Table Of Contents:
Last Updated March 17th April 5th , 2011
- Add notification support to Pegasus
- Moving auxillary tools to stampede db
- Other Stampede Related Changes
- Usability Changes
- User Guide Reorganization
- Testing Framework and Testing.
Data to Worker Nodes
The main change for 3.1. The developers document has complete details [Download Developers Document|^Data_To_Worker_Nodes-v3.pdf] *People Involved \[Mats,Karan,Gaurang\]*
Refactor how clustered jobs are handled *\[Karan\]*
Addition of staging-sites option to pegasus-plan *\[Karan\]*
New Shell Job Wrapper for jobs when running on worker nodes *\[Karan,Mats\]*
Creation of pegasus-cleanup jobs *\[Karan\]*
new pegasus-cleanup client that runs locally *\[Mats\]*
New pegasus-createdir client *\[Mats\]*
New java createdir client *\[Gaurang\]*
Special S3 support into pegasus-transfer, pegasus-cleanup and pegasus create dir *\[Mats\]*
Bypassing of staging-site while staging in input data *\[Karan\]*
Bypassing of staging-site while staging out output data *\[Karan\]*
JIRA Task Board
Stampede Related Changes
- Main JIRA Issue
- Updated Database Schema
- Additional DB schema changes to be able to connect jobs/tasks in the DAX with corresponding kickstart records [Karan,Fabio,Monte]
- Identify the new events for the updated schema [Karan,Fabio]
- Pegasus to generate netlogger events to a file in the submit directory [Karan]
- Changes to monitord to conform to new schema, populate netlogger stream from Pegasus. [Fabio]
- Addition of workflow metrics file containing distribution of jobs into the DB [Fabio,Karan]
- Revive the metrics file created by Pegasus . Should be populated in the submit directory. [Karan]
Notification Support in Pegasus via monitord
Monitord needs to support notifications *\[Fabio\]*
Requires changes to Pegasus to generate input file for monitord *\[Rajiv,Karan\]*
Come up with default notify scripts in the toolkit that notify the user and generate some status reports. *\[Gaurang\]*
- Main JIRA Issue
- Monitord needs to be managed by Condor. What happens if monitord crashes or condor/system crashes? We want monitord to come up automatically as Condor recovers after a restart. [Fabio,Gaurang]
- Monitord needs to support notifications [Fabio]
- Requires changes to Pegasus to generate input file for monitord [Rajiv,Karan]
- Come up with default notify scripts in the toolkit that notify the user and generate some status reports. [Gaurang]
- Changes to DAX Schema
- Main JIRA Item PM-350
- Addition of invoke element at the workflow level
- Changes to python API [Gideon]
- Changes to Perl API [Jens]
- Changes to JAVA API [Gaurang]
- Change to JAVA Parser [Karan]
- Fabio needs to make sure exitcodes are thrown correctly and restarts are handled correctly. [Fabio]

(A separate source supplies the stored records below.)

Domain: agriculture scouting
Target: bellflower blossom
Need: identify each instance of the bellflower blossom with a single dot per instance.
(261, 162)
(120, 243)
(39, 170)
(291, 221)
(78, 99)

Monitord Management [Fabio,Gaurang]
Auxillary Tools to Stampede DB
pegasus-statistics *\[Prasanth\, Mats]* Wiki Markup Wiki Markup
- pegasus-plots *\[Prasanth\]*
- pegasus-analyzer *\[Fabio\]*
- Monitord also needs to be able to account for newer versions of Condor DAGMan creating a jobstate.log file.
Stampede Related Changes
Improve Rescue DAG semantics *\[Rajiv\]*
Additional DB schema changes to be able to connect jobs/tasks in the DAX with corresponding kickstart records *\[Fabio,Monte,Karan\]*
Addition of workflow metrics file containing distribution of jobs into the DB *\[Fabio,Karan\]*
Revive the metrics file created by Pegasus . Should be populated in the submit directory. *\[Karan\]*
Monitord picks up the metrics file and stores it in the DB *\[Fabio\]*
DAX API changes
- Feedback from Duncan brown while using Python API
- Executable handling in Python API and JAVA API
- internally executables handled as lists not as Sets
- python api does not allow for adding edges based on id's.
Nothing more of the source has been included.